Moving from Exposition to Transposition

“Intensive First-Level Russian I and II” focus heavily on low-stakes writing such as short responses to questions and translations from English into Russian. By the second semester, there is a noticeable shift toward guided compositions and dialogues in which students are given a topic and asked to use the vocabulary and linguistic structures they have learned to create their own texts. In ACTFL terms, “Their writing is focused on common elements of daily life. [They] are able to recombine learned vocabulary and structures to create simple sentences on very familiar topics….” By the end of “First-Level II,” students are able to produce uncomplicated examples of expository writing in Russian that focus primarily on description and/or conveying concrete information.

“Intensive Second-Level Russian I and II” continue and deepen the focus of “First-Level,” with low-stakes writing still paramount. Translation exercises utilize increasingly more complicated grammatical patterns and sophisticated vocabulary. Compositions are longer and require more challenging strategies, including comparison and cause-and-effect. As per ACTFL, “[Students] can write short, simple communications, compositions, and requests for information in loosely connected texts about personal preferences, daily routines, common events, and other personal topics.” 

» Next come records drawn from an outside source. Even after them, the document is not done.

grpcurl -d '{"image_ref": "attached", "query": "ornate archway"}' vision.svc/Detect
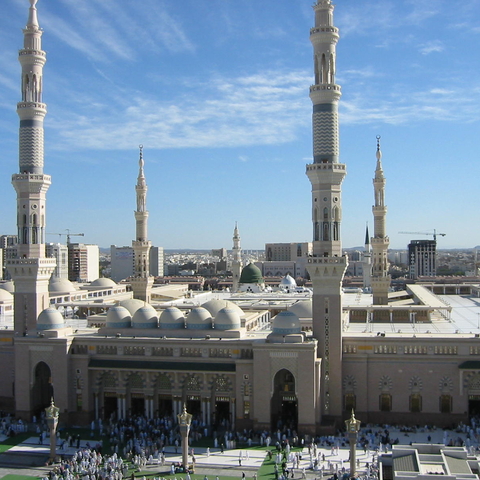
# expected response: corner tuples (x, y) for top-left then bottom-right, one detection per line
(31, 362), (53, 416)
(270, 368), (298, 431)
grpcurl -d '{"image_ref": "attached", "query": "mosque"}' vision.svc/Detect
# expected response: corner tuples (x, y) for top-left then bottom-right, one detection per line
(0, 0), (480, 434)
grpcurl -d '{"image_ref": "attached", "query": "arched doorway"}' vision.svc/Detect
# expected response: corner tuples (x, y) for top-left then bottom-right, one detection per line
(270, 369), (298, 431)
(31, 362), (53, 416)
(468, 374), (480, 417)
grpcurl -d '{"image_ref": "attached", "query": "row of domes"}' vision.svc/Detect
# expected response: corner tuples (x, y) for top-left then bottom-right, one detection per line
(107, 302), (242, 330)
(106, 299), (244, 330)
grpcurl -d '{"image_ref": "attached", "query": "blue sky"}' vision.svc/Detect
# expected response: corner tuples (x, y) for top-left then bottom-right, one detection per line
(0, 0), (480, 249)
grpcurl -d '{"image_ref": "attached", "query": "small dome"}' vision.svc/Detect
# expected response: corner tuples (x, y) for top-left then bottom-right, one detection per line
(239, 263), (264, 283)
(159, 307), (185, 328)
(214, 307), (242, 330)
(288, 299), (313, 318)
(37, 308), (65, 330)
(202, 298), (245, 318)
(119, 298), (145, 316)
(280, 274), (297, 288)
(48, 277), (77, 294)
(0, 288), (13, 302)
(273, 311), (302, 335)
(0, 280), (15, 293)
(187, 307), (212, 330)
(132, 303), (158, 328)
(107, 305), (132, 328)
(90, 278), (117, 288)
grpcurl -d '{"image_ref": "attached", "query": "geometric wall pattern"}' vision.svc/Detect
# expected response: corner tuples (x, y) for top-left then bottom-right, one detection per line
(313, 112), (340, 156)
(20, 127), (43, 173)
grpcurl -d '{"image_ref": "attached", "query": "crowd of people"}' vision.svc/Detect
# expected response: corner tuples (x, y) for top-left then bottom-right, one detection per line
(16, 416), (480, 480)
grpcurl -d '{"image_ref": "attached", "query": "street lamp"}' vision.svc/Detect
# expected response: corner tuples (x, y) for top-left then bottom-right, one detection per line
(177, 403), (193, 472)
(45, 397), (60, 460)
(345, 408), (362, 478)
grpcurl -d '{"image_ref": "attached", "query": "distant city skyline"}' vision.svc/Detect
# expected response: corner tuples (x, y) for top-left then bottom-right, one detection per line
(0, 0), (480, 250)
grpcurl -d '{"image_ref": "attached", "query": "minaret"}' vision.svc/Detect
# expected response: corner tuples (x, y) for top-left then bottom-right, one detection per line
(363, 224), (372, 290)
(372, 136), (390, 305)
(7, 0), (56, 333)
(307, 0), (348, 419)
(232, 222), (242, 292)
(130, 145), (153, 303)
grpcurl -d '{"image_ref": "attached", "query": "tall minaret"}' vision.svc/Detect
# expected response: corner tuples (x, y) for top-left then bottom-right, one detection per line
(7, 0), (56, 333)
(130, 145), (153, 303)
(307, 0), (348, 419)
(372, 135), (390, 305)
(363, 225), (372, 289)
(232, 222), (242, 292)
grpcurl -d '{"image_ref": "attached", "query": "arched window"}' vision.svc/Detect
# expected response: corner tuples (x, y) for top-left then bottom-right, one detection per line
(440, 395), (452, 413)
(410, 393), (422, 413)
(380, 393), (392, 412)
(343, 393), (357, 412)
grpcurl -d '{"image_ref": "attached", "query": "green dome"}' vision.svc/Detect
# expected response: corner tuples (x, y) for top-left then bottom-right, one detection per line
(240, 263), (264, 283)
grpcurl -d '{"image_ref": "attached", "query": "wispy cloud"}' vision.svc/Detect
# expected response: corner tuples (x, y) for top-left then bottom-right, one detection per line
(419, 40), (445, 55)
(406, 0), (440, 25)
(47, 71), (311, 150)
(340, 87), (480, 125)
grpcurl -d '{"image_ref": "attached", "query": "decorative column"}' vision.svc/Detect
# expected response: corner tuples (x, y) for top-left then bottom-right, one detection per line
(130, 145), (154, 303)
(5, 0), (56, 334)
(177, 404), (192, 469)
(93, 392), (98, 420)
(345, 408), (362, 478)
(372, 135), (391, 305)
(232, 222), (242, 293)
(45, 398), (60, 460)
(306, 0), (348, 421)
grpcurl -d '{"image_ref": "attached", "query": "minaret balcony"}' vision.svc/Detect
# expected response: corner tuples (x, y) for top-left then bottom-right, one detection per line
(307, 163), (347, 174)
(307, 256), (348, 265)
(12, 173), (52, 183)
(310, 83), (342, 93)
(310, 27), (338, 35)
(18, 48), (47, 57)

Beginning with the third level, students’ language acquisition has progressed to the point where they are able to read, discuss, and write about authentic Russian texts; formal language textbooks function as reference resources rather than as primary course materials. At this level, writing takes the form of compositions and transpositions of texts into other genres. Typical assignments include: making oral presentations based on student’s own written texts, summarizing the content of Russian blogs and other social media; reacting to texts that advance an argument by expressing one’s own opinion; rewriting literary texts from a different narrative point of view; rewriting texts in a different verbal tense and changing aspects and adverbial constructions accordingly. Problem solution becomes a more important compositional strategy. 

“Fourth-Level Russian” continues the movement from exposition toward transposition. Students transpose an authentic piece of Russian journalese or legalese into stylistically neutral Russian and create texts in different genres in order to exercise their skills in such varied types of writing as blog postings in Russian, film reviews, descriptions of imaginary companies in which they might work, and PowerPoint presentations. Each project requires students to pay careful attention to genre and point of view.

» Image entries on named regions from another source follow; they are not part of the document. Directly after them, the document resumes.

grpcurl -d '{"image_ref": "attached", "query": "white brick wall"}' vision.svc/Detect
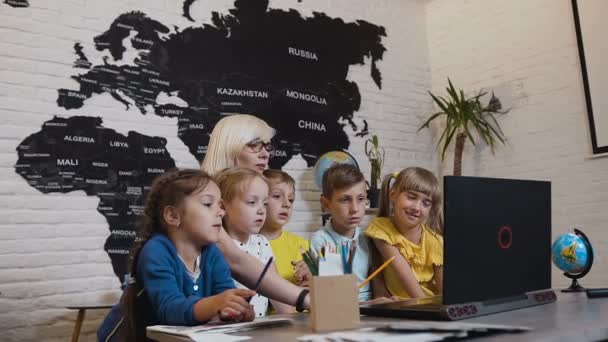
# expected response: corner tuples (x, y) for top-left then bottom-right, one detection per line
(0, 0), (435, 341)
(426, 0), (608, 287)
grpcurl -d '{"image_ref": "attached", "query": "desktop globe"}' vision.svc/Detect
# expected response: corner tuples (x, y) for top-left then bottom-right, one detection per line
(314, 151), (359, 189)
(551, 228), (593, 292)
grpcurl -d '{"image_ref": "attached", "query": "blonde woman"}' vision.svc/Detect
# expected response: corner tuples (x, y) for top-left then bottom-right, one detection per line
(201, 114), (310, 311)
(201, 114), (275, 175)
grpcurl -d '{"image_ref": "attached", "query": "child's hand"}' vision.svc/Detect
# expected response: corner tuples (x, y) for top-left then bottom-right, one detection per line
(241, 305), (255, 322)
(218, 305), (255, 323)
(291, 260), (312, 287)
(215, 289), (255, 320)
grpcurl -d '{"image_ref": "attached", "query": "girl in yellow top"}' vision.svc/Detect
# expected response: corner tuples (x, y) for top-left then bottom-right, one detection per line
(260, 169), (312, 286)
(365, 167), (443, 298)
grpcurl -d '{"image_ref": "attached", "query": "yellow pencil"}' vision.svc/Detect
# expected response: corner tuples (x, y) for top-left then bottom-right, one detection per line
(359, 255), (395, 288)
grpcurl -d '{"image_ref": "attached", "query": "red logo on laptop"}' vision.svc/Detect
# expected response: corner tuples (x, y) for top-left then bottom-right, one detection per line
(498, 226), (513, 249)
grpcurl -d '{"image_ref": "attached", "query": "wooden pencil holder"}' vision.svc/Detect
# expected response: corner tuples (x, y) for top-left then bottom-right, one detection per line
(310, 274), (360, 332)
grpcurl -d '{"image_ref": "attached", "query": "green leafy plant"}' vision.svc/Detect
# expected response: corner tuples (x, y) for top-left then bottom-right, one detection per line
(418, 78), (509, 176)
(365, 134), (385, 190)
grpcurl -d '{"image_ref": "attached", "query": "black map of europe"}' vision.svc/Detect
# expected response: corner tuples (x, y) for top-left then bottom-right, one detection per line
(15, 0), (386, 280)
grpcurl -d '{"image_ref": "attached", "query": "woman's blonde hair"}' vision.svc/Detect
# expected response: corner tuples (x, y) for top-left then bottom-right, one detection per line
(201, 114), (275, 175)
(378, 167), (443, 233)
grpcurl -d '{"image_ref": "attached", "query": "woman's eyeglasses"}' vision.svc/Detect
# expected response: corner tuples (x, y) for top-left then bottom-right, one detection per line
(245, 140), (275, 153)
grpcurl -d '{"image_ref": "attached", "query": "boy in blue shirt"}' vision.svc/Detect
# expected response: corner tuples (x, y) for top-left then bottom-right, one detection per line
(310, 164), (372, 301)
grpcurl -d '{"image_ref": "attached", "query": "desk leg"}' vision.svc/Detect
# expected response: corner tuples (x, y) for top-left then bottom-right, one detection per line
(72, 309), (86, 342)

Fourth-level classes in translation ask students to translate texts with an eye to comparing linguistic structures between English and Russian and ascertaining what they reveal about cultural differences. “The Russian Internet” requires students to create their own web pages. Literature and linguistics classes feature complex, paper-length projects based on compositional models appropriate for their respective academic disciplines. In all instances, students write and rewrite major assignments.

Slavic Languages is unique among similar departments in offering two levels of graduate courses focused on language, “Professional Russian” (a fifth-level course) and “Sixth-Level Russian,” targeted at M.A. students in Russian and East European Area Studies but also open to qualified undergraduates. More of our majors are progressing to the point where they can enroll in them. In these classes they learn to: deconstruct rhetorical strategies in the writing of others; contrast American and Russian mentalities; make implicit rhetorical strategies explicit. They are encouraged to imitate Russian rhetorical strategies in their own writing.


[1] It should also be noted that all Russian majors are required to take at least two upper-level classes taught in English, most of which promote writing through regular low-stakes assignments (typically, nightly reading responses) and formal papers. Assignments vary, of course, according to whether the course focuses on linguistics, literature, or other aspects of Russian culture, but each instructor explicitly addresses the expectations of scholarly writing for his/her discipline.